One of my colleagues is teaching an artificial intelligence class. In his class, he uses old videos where experts from the early eighties make predictions about where AI is going. These experts come from the best schools such as Stanford. These videos were not meant as a joke. When you watch them today, they are properly hilarious however. One of the predictions by a famous AI researcher was that the software industry would be dominated by expert systems by year 2000. This was a reasonable prediction: Wikipedia says that in the early 1980s, two thirds of the Fortune 1000 companies used expert systems in their daily business activities.

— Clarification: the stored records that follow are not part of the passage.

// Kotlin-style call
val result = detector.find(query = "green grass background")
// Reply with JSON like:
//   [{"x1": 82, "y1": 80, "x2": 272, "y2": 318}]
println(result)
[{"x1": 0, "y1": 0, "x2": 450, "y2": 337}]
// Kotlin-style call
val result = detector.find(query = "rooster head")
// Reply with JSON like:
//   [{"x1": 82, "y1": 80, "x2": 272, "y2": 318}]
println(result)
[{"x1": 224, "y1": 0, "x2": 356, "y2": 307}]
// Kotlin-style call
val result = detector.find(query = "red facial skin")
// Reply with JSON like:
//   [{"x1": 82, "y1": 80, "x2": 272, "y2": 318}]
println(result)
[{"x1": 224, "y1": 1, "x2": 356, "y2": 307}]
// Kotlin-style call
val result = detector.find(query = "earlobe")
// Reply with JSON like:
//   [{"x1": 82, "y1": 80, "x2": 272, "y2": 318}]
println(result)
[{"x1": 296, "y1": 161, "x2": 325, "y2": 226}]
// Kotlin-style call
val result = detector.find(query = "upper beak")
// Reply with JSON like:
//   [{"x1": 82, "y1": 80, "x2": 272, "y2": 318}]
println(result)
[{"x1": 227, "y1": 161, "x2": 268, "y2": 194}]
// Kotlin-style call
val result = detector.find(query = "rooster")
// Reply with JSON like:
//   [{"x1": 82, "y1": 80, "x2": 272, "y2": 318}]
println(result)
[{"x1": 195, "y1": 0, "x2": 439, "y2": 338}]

I believe that the majority of software programmers today would describe the importance of expert systems in their work to be… negligible. Of course, the researchers have not given up: the Semantic Web initiative can be viewed as a direct descendant of expert systems. And there are still some specific applications where an expert system is the right tool, I am sure. However, to put it bluntly, expert systems were a failure, by the standards set forth by their proponents.

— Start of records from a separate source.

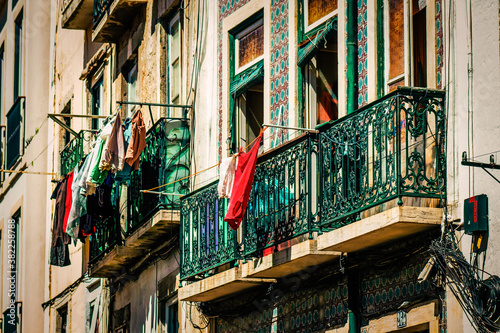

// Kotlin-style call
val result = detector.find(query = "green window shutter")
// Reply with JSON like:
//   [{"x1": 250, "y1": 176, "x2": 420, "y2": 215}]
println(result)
[{"x1": 297, "y1": 16, "x2": 337, "y2": 67}]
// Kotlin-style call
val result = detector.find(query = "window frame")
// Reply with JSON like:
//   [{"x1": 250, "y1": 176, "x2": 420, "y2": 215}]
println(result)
[
  {"x1": 302, "y1": 0, "x2": 339, "y2": 34},
  {"x1": 297, "y1": 0, "x2": 340, "y2": 128},
  {"x1": 228, "y1": 8, "x2": 266, "y2": 154},
  {"x1": 384, "y1": 0, "x2": 437, "y2": 94},
  {"x1": 90, "y1": 72, "x2": 104, "y2": 131},
  {"x1": 233, "y1": 17, "x2": 264, "y2": 75},
  {"x1": 125, "y1": 61, "x2": 139, "y2": 117},
  {"x1": 85, "y1": 280, "x2": 102, "y2": 333},
  {"x1": 13, "y1": 9, "x2": 25, "y2": 101},
  {"x1": 166, "y1": 12, "x2": 183, "y2": 116}
]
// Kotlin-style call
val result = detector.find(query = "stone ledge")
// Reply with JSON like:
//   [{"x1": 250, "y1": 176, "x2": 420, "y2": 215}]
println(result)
[
  {"x1": 242, "y1": 239, "x2": 342, "y2": 278},
  {"x1": 179, "y1": 267, "x2": 276, "y2": 302},
  {"x1": 318, "y1": 206, "x2": 443, "y2": 252}
]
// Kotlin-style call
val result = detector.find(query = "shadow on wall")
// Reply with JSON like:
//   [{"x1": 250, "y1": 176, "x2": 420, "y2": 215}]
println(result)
[{"x1": 141, "y1": 296, "x2": 158, "y2": 333}]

Did you ever notice how much energy people put into promoting (their) new idea, and how little you hear about failures? That’s because there is little profit in calling something a failure and much risk: there are always people in denial who will fight you to the death. I think it is unfortunate that we never dare look at our mistakes. What did Burke they say? “Those who don’t know history are destined to repeat it.” When XML was originally conceived, it was meant for document formats. And by that standard… boy! did it succeed! Virtually all word processing and e-book formats are in XML today. The only notable failure is HTML. They tried to make HTML and XML work together, but it was never a good fit (except maybe within e-books). In a sense, the inventors of XML could not have succeeded more thoroughly. Then, unfortunately, the data people took XML and decided that it solved their problems. So we got configuration files in XML, databases in XML, and so on. Some of these applications did ok. Storing data in XML for long-term interoperability is an acceptable use of XML. Indeed, XML is supported by virtually all programming languages and that is unlikely to change. However, XML as a technology for databases was supposed to solve new problems. All major database vendors added support for XML. DBAs were told to learn XML or else… We also got handfuls of serious XML databases. More critically, the major database research conferences were flooded with XML research papers. And then it stopped. For fun I estimated the number of research papers focused on XML in a major conference like VLDB: 2003: 27; 2008: 14; 2012: 3. That is, it went from a very popular topic for researchers to a niche topic. Meanwhile, the International XML Database Symposium ran from 2003 to 2010, missing only year 2008. It now appears dead.

That is not to say that there is no valid research focused on XML today. The few papers on XML accepted in major database journals and conferences are solid. In fact, the papers from 2003 were probably mostly excellent. Just last week, I reviewed a paper on XML for a major journal and I recommended acceptance. I have been teaching a course on XML every year since 2005 and I plan to continue to teach it. Still, it is undeniable that XML databases have failed as anything but a niche topic.

I initially wanted to write an actual research article to examine why XML for databases failed. I was strongly discouraged: this will be unpublishable because too many people will want to argue against the failure itself. This is probably a great defect of modern science: we are obsessed with success and we work to forget failure.